Je marchai en tâtonnant. Après cinq pas, je rencontrai une muraille de fer, faite de tôles boulonnées. Puis, me retournant, je heurtai une table de bois, près de laquelle étaient rangés plusieurs escabeaux. Le plancher de cette prison se dissimulait sous une épaisse natte de phormium qui assourdissait le bruit des pas. Les murs nus ne révélaient aucune trace de porte ni de fenêtre. Conseil, faisant un tour en sens inverse, me rejoignit, et nous revînmes au milieu de cette cabine, qui devait avoir vingt pieds de long sur dix pieds de large. Quant à sa hauteur, Ned Land, malgré sa grande taille, ne put la mesurer.
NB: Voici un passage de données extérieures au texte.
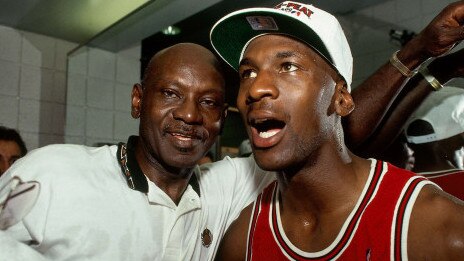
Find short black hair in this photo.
[0,126,27,157]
Une demi-heure s’était déjà écoulée sans que la situation se fût modifiée, quand, d’une extrême obscurité, nos yeux passèrent subitement à la plus violente lumière. Notre prison s’éclaira soudain, c’est-à-dire qu’elle s’emplit d’une matière lumineuse tellement vive que je ne pus d’abord en supporter l’éclat. A sa blancheur, à son intensité, je reconnus cet éclairage électrique, qui produisait autour du bateau sous-marin comme un magnifique phénomène de phosphorescence. Après avoir involontairement fermé les yeux, je les rouvris, et je vis que l’agent lumineux s’échappait d’un demi-globe dépoli qui s’arrondissait à la partie supérieure de la cabine.

«Enfin! on y voit clair! s’écria Ned Land, qui, son couteau à la main, se tenait sur la défensive.

– Oui, répondis-je, risquant l’antithèse, mais la situation n’en est pas moins obscure.

– Que monsieur prenne patience», dit l’impassible Conseil.

Le soudain éclairage de la cabine m’avait permis d’en examiner les moindres détails. Elle ne contenait que la table et les cinq escabeaux. La porte invisible devait être hermétiquement fermée. Aucun bruit n’arrivait à notre oreille. Tout semblait mort à l’intérieur de ce bateau. Marchait-il, se maintenait-il à la surface de l’Océan, s’enfonçait-il dans ses profondeurs? Je ne pouvais le deviner.

Cependant, le globe lumineux ne s’était pas allumé sans raison. j’espérais donc que les hommes de l’équipage ne tarderaient pas à se montrer. Quand on veut oublier les gens, on n’éclaire pas les oubliettes.

Je ne me trompais pas. Un bruit de verrou se fit entendre, la porte s’ouvrit, deux hommes parurent.

L’un était de petite taille, vigoureusement musclé, large d’épaules, robuste de membres, la tête forte, la chevelure abondante et noire, la moustache épaisse, le regard vif et pénétrant, et toute sa personne empreinte de cette vivacité méridionale qui caractérise en France les populations provençales. Diderot a très justement prétendu que le geste de l’homme est métaphorique, et ce petit homme en était certainement la preuve vivante. On sentait que dans son langage habituel, il devait prodiguer les prosopopées, les métonymies et les hypallages. Ce que. d’ailleurs, je ne fus jamais à même de vérifier, car il employa toujours devant moi un idiome singulier et absolument incompréhensible.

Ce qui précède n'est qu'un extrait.